Good, thought Bhumika, with some relief, as Priya lifted the crown mask and held it. She met Bhumika’s eyes.

They had spoken of this before rising. Spoken of how the elders had always been led by one of their own—the strongest, the wisest, the oldest of them. They were only two now. Only two.

But Bhumika would not underestimate herself again.

She gave Priya a nod. Drew the sling, gently, to shroud Padma’s face, as Priya nodded in return, a slight twist of grief to her lips.

“You were always meant to rule,” Priya said. And she placed the mask upon Bhumika’s face.

It should have burned her. Should have shorn away her skin. But she was thrice-born, blessed soul-deep with the power of the waters, and she felt the strength of it fill her like a glowing light—bright and powerful and beautiful.

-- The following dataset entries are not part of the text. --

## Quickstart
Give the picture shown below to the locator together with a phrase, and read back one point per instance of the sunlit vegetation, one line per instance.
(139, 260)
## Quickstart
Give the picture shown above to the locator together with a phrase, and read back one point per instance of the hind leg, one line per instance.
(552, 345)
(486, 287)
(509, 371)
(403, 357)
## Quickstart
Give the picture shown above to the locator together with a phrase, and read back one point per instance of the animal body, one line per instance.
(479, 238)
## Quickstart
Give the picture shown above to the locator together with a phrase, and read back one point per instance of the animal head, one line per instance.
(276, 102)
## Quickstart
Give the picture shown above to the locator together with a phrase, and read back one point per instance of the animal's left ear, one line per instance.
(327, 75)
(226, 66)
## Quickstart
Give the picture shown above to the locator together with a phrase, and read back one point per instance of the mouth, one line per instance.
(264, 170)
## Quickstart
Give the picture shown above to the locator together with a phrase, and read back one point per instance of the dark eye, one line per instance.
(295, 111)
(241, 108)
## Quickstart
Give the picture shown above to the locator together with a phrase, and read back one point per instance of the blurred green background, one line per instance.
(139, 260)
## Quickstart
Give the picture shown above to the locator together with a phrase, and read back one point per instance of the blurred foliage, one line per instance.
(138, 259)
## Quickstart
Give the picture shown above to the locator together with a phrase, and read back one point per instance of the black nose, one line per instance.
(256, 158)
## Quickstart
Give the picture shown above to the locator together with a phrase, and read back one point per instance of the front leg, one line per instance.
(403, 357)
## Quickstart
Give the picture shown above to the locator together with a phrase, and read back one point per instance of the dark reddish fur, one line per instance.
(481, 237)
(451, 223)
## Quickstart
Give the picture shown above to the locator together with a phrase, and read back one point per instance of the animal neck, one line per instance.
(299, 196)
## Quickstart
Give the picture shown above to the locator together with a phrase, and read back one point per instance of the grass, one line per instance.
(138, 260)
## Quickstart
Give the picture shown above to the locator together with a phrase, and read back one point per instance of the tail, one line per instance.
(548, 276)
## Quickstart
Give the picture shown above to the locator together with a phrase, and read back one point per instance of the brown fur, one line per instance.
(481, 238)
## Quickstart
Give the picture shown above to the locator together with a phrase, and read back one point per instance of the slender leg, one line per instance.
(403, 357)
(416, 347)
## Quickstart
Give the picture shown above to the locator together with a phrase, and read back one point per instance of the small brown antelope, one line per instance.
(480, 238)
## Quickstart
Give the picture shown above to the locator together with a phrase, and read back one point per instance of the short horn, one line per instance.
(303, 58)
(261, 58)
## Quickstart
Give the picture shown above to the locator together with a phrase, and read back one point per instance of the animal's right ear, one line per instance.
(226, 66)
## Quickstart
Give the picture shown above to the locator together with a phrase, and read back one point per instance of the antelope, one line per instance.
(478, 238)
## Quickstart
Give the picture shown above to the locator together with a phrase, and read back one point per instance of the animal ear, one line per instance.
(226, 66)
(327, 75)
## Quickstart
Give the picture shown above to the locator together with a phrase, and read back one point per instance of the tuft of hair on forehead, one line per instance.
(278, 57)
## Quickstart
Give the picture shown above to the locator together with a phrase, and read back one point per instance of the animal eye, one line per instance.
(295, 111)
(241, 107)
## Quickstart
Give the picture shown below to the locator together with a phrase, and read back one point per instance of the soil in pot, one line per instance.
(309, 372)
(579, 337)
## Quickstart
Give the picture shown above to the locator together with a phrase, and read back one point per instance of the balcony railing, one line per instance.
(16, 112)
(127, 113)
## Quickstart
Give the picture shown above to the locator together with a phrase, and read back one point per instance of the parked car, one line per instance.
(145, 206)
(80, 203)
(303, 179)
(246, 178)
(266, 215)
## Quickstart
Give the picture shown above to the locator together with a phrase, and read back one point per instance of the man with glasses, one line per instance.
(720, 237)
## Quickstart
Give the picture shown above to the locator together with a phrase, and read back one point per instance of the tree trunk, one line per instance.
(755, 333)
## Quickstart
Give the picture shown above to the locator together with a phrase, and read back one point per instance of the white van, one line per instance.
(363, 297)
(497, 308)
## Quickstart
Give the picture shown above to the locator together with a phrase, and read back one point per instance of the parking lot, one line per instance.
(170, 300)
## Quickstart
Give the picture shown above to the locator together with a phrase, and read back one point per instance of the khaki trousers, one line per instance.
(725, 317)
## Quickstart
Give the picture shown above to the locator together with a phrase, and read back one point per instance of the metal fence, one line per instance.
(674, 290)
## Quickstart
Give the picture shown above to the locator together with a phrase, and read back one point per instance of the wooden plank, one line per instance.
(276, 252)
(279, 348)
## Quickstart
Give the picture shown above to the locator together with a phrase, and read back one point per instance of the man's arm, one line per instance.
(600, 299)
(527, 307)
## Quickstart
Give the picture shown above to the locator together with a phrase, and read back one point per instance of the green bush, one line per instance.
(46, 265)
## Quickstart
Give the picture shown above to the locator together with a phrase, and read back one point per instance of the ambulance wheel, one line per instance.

They held hands with one another. And in that moment, they were in the sangam and on the triveni at the same time. Bhumika could feel all Ahiranya gleaming inside her, every river and pool of water, every root of every tree. She could see Priya in the sangam, a thing not of shadow now, but of bark and leaf and winding flowers, dark as night.

“Ready?” Bhumika asked. Her voice was a rasp.

“Yes.” Priya’s voice was full of determination—and wonder. “I am.”

They breathed in. Out.

And felt everything.

They felt Ahiranya, from end to end. They felt the forest, the branches of those great trees, the green sentience of the soil, the power of venomous crop, of leaf, of vine.

They reached farther than they ever had, and knew that if any army invaded Ahiranya they could splinter it upon their thorns.

Their hands separated, but the knowledge and the power remained between them still, in the waters that fed both of their strengths.

“Bhumika, Elder of Ahiranya,” said a voice. Another. A song of voices. An exultation.

“Priya, Elder of Ahiranya.”

“Elders. Elders of Ahiranya!”

Bhumika removed the crown mask from her face and realized she was weeping. And smiling. And that Priya’s face was a reflection of her own.